Augmentation of room temperature gas sensing properties of PANI thin films by 100 keV Ar+ ion irradiation

Abstract

Polyaniline thin films were subjected to irradiation with Ar+ ions at four different concentrations: 1 × 1014, 1 × 1015, 1 × 1016, and 3 × 1016 ions/cm2, with an energy of 100 keV to improve the sensing ability. Field emission scanning electron microscope (FESEM) images revealed that the porosity as well as surface area of thin films increase significantly with the increase in fluence dose.
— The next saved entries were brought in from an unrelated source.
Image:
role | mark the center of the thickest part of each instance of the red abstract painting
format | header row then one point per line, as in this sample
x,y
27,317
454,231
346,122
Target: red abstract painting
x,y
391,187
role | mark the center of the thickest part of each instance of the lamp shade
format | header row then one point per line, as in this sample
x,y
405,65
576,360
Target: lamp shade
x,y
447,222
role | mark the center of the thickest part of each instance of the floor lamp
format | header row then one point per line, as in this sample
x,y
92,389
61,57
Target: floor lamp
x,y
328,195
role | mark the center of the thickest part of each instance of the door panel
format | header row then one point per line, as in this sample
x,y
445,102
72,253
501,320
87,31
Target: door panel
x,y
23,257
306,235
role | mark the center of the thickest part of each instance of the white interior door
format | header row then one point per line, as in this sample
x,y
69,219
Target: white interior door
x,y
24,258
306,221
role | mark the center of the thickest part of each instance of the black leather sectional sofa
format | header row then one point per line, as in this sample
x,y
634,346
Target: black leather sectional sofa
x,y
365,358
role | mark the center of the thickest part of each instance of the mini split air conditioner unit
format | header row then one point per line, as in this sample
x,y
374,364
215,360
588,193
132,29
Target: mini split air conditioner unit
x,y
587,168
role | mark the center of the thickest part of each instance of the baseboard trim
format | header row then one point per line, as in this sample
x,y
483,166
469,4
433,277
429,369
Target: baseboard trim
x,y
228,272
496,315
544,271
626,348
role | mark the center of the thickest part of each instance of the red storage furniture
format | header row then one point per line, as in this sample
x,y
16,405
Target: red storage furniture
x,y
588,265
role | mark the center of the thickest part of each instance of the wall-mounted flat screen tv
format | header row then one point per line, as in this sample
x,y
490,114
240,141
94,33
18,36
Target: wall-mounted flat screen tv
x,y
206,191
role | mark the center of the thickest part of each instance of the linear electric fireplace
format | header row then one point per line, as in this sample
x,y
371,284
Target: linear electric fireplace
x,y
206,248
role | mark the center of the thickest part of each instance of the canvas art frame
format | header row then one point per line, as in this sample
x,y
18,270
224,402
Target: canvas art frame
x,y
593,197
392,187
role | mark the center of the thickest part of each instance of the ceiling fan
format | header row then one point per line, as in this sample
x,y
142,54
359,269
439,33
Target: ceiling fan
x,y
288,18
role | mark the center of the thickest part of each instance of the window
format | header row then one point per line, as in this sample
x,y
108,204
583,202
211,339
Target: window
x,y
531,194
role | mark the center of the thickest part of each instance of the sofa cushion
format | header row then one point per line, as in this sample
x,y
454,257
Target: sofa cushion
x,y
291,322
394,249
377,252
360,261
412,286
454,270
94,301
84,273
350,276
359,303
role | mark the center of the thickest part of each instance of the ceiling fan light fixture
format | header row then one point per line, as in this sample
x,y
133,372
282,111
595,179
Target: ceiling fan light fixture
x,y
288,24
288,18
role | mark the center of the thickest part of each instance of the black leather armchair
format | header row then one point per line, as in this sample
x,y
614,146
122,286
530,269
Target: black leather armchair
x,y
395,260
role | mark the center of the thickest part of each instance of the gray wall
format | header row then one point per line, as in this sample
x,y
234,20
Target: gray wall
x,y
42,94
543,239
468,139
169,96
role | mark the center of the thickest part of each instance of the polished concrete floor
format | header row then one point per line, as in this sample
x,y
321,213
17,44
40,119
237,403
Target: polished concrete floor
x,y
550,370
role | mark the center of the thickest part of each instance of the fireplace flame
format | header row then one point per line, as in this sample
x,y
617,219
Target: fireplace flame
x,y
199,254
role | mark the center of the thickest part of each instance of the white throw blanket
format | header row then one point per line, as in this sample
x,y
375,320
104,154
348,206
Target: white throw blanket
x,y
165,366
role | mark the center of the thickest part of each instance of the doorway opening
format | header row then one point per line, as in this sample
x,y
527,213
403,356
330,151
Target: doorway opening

The bandgap energy of the irradiated thin films found to decrease from 3.04 to 2.36 eV, whereas, the number of carbon atoms per cluster are found to increase from 127 to 211 atoms with increasing the Ar+ ions dose from 1x1014 to 3x1016 ions/cm2. The ratios of the areas under the curves AQ/AB are increased from 0.221 to 0.456 as the Ar+ ion fluence dose rate rose from 0 to 3 × 1016 ions/cm2. Thus, it can be assumed that the electrical conductivity of the PANI films increase with the Ar+ ion fluence dose rate via carbonaceous clustering, and the scission of polymer chains. The as-deposited PANI thin film demonstrated the lowest sensing response at approximately 33 %, while the thin film irradiated with the highest dose of 3 × 1016 ions/cm2 exhibited the highest sensing response at around 1119 % for methanol vapors at a concentration of 100 ppm.